A portable cardiopulmonary resuscitation device based on sign information fusion

technical field

The present invention relates to a portable cardiopulmonary resuscitation equipment, in particular to a physical sign-based system that integrates the detection function of human body signs into the cardiopulmonary resuscitation equipment, and determines the patient's physiological information status through the expert system embedded in the control system to ensure the best therapeutic effect. Portable CPR equipment with information fusion.

Background technique

In a person's life, arrhythmia is inevitable, and severe arrhythmia even leads to cardiac arrest, which often occurs suddenly and the success rate of treatment is low. In the United States, cardiac arrest is the first cause of death, killing 250,000 people every year, far exceeding the sum of deaths from breast cancer, lung cancer, and AIDS after stroke every year. In China, this number is also rising. Experts point out that more than 80% of cardiac arrests are caused by ventricular fibrillation. It has a very high fatality rate. After the heart suddenly stops beating, the effective pumping function disappears, causing severe hypoxia and ischemia throughout the body. The clinical manifestations are that the aortic pulse cannot be felt and the heart sound disappears; followed by loss of consciousness, respiratory arrest, dilated pupils, and death if not rescued in time. Most of the patients after cardiac arrest will cause severe ischemia, hypoxia and metabolic disorders of the whole body tissue cells due to the suspension of cardiac pump function and effective circulation. It is generally believed that dizziness or syncope may occur after 5-10 seconds of cardiac arrest, syncope and convulsions may occur after more than 15 seconds, and coma may occur after more than 20 seconds; patients with cardiac arrest who are cardioverted one minute later will reduce their survival rate by at least 10%. If the cardiac arrest exceeds 5 minutes, it often causes irreversible damage to the brain and vital organs of the patient, resulting in death. Therefore, cardiac arrest is the most critical emergency in clinical practice, and every second must be raced to actively rescue.

The most important rescue measure after cardiac arrest is timely and correct cardiopulmonary resuscitation. Cardiopulmonary resuscitation is a series of measures aimed at establishing effective circulation as soon as possible and increasing cardiac output for sudden cardiac arrest. Studies have shown that the longer the cardiac arrest time, the more serious the damage to the whole body tissue, especially the brain tissue, which suffers from hypoxia, and the less likely it is to sustain life. Therefore, the key to the success of cardiac arrest rescue is the time to start rescue sooner or later. According to statistics, 64% of the successful cases of cardiopulmonary resuscitation were rescued within 4 minutes after cardiac arrest. Therefore, it is proposed that the best time to rescue cardiac arrest is within 0-4 minutes after cardiac arrest. Cardiac arrest mostly occurs outside the hospital, and there is neither medicine nor rescue equipment. Therefore, it is particularly important to organize immediate rescue on the spot and nearby, and avoid waiting or long-distance transfer.

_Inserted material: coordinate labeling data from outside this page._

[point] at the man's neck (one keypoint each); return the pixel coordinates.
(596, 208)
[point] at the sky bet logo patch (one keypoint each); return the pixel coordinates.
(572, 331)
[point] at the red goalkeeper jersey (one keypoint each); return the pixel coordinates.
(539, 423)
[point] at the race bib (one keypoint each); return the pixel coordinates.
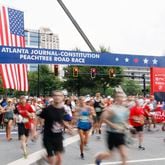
(98, 109)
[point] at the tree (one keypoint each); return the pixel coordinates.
(47, 81)
(131, 87)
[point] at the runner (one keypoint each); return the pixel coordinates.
(137, 120)
(53, 116)
(9, 117)
(115, 117)
(25, 121)
(98, 105)
(84, 124)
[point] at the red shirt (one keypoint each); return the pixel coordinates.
(23, 111)
(146, 109)
(136, 113)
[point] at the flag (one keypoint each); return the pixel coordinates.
(14, 76)
(157, 77)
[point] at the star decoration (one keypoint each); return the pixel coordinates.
(116, 59)
(126, 59)
(145, 61)
(136, 60)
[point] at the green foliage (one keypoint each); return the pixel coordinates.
(131, 87)
(47, 81)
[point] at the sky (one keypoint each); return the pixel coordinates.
(122, 26)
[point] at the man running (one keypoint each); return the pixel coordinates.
(53, 116)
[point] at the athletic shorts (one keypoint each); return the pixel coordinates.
(53, 145)
(98, 115)
(139, 128)
(22, 130)
(114, 140)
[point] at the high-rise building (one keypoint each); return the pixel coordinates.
(41, 38)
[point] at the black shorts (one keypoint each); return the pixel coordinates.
(22, 130)
(53, 145)
(98, 115)
(139, 128)
(114, 140)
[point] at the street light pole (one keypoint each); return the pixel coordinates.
(77, 26)
(144, 85)
(38, 69)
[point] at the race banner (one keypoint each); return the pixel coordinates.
(157, 76)
(19, 55)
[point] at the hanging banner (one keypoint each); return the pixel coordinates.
(48, 56)
(157, 76)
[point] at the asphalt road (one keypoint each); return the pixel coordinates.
(154, 154)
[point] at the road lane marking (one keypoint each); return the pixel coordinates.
(32, 158)
(131, 161)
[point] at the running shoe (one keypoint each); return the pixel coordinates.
(82, 156)
(97, 162)
(141, 148)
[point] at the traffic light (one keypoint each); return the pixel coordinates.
(75, 71)
(56, 72)
(111, 73)
(93, 72)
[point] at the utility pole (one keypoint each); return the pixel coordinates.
(77, 26)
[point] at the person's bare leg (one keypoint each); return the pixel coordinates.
(123, 154)
(58, 159)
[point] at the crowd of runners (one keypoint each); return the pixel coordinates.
(57, 114)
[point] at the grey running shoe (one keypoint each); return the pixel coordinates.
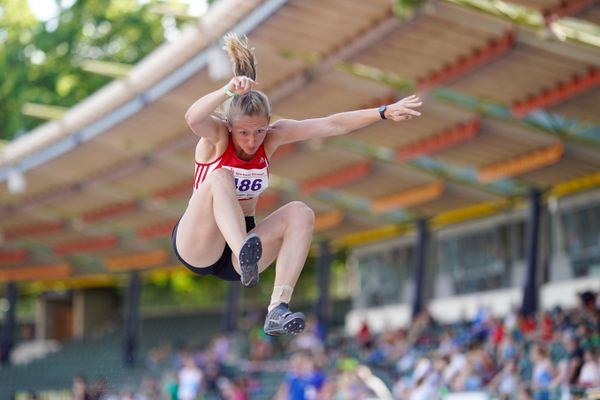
(249, 255)
(281, 321)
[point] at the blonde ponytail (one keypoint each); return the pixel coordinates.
(253, 102)
(240, 55)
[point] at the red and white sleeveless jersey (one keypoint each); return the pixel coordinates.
(251, 177)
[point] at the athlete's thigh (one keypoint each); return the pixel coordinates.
(199, 240)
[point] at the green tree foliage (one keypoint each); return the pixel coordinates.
(41, 61)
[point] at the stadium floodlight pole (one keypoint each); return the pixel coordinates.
(130, 344)
(7, 338)
(419, 267)
(530, 291)
(323, 283)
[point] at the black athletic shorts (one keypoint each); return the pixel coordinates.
(223, 268)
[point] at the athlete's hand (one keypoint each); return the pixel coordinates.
(402, 110)
(241, 84)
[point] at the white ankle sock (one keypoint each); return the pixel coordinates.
(281, 294)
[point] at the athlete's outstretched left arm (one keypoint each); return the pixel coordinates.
(287, 130)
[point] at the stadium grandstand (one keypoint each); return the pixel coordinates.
(454, 257)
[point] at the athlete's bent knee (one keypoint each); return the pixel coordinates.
(302, 214)
(221, 176)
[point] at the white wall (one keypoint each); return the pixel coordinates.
(451, 309)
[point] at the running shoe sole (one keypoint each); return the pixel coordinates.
(249, 256)
(293, 324)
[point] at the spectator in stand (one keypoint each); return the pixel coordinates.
(80, 388)
(240, 389)
(190, 380)
(100, 389)
(506, 382)
(303, 382)
(589, 375)
(543, 372)
(364, 337)
(575, 358)
(525, 393)
(149, 389)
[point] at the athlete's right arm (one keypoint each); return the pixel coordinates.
(200, 119)
(199, 116)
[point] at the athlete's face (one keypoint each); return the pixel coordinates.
(248, 133)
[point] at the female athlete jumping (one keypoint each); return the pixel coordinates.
(217, 234)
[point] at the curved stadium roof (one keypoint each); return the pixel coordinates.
(507, 110)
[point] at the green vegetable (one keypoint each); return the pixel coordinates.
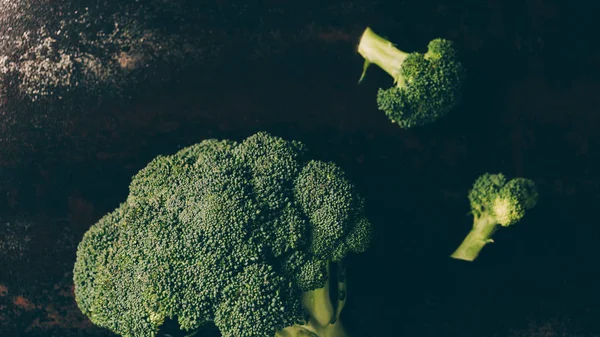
(495, 203)
(247, 235)
(427, 86)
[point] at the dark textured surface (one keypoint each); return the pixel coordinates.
(530, 109)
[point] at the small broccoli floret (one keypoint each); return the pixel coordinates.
(494, 203)
(245, 235)
(427, 86)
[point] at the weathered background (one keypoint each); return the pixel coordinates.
(290, 68)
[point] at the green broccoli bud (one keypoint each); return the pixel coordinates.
(427, 86)
(241, 234)
(494, 203)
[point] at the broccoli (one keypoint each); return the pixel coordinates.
(427, 86)
(251, 236)
(495, 202)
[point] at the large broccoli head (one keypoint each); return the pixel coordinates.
(427, 85)
(234, 233)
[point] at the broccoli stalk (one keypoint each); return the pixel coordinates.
(426, 85)
(478, 237)
(495, 203)
(377, 50)
(323, 316)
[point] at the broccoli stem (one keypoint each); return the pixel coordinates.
(478, 237)
(341, 289)
(323, 317)
(375, 49)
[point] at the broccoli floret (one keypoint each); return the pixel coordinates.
(427, 86)
(246, 235)
(494, 203)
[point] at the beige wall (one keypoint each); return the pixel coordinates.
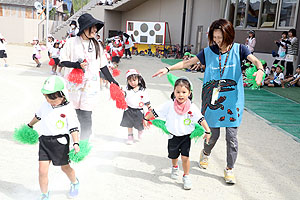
(18, 30)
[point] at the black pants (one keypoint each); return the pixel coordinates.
(289, 68)
(85, 120)
(127, 51)
(282, 62)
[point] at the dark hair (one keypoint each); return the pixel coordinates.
(55, 95)
(227, 31)
(183, 83)
(285, 33)
(96, 43)
(141, 83)
(293, 31)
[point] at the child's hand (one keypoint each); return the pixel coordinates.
(76, 148)
(207, 137)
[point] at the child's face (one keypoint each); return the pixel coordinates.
(181, 93)
(133, 82)
(278, 69)
(54, 102)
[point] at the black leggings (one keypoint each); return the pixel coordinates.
(127, 51)
(289, 68)
(85, 120)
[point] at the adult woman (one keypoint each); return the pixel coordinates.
(223, 92)
(84, 47)
(292, 52)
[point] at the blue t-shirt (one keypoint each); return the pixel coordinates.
(223, 93)
(244, 52)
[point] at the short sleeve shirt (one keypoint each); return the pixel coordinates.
(176, 124)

Chest compression method: It is the most basic and preferred method of on-site rescue, which must be carried out immediately, and is one of the key measures of cardiac resuscitation. First of all, a wooden board should be placed on the patient's back or the patient should sleep on his back on a hard floor to strengthen the compression effect. In the hospital, patients who may suffer from cardiac arrest, such as patients with acute myocardial infarction and severe arrhythmia, should routinely sleep on hard board beds, so that in the event of cardiac arrest, chest cardiac compression can be performed immediately. In the past, it was believed that the principle of compression is the result of directly squeezing the heart. When the sternum is pressed, the heart will expel blood, and when the sternum is relaxed, the heart will relax and the blood will return to the heart cavity. At present, it is believed that pressing mainly causes a general increase in intrathoracic pressure, promotes blood flow, and generally reduces intrathoracic pressure during relaxation, and promotes venous blood flow to the right heart, so as to maintain effective blood circulation.

The current human cardiopulmonary resuscitation technology is mostly artificial chest compression (circulation, C). The specific operation method is as follows: ensure that the patient lies supine on a flat ground or use a chest compression board under his shoulders and back. The first aider can use kneeling or In different positions such as stepping stools, place the heel of one hand on the center of the patient's chest, on the lower half of the sternum, and place the heel of the other hand on the first hand, without fingers touching the chest wall.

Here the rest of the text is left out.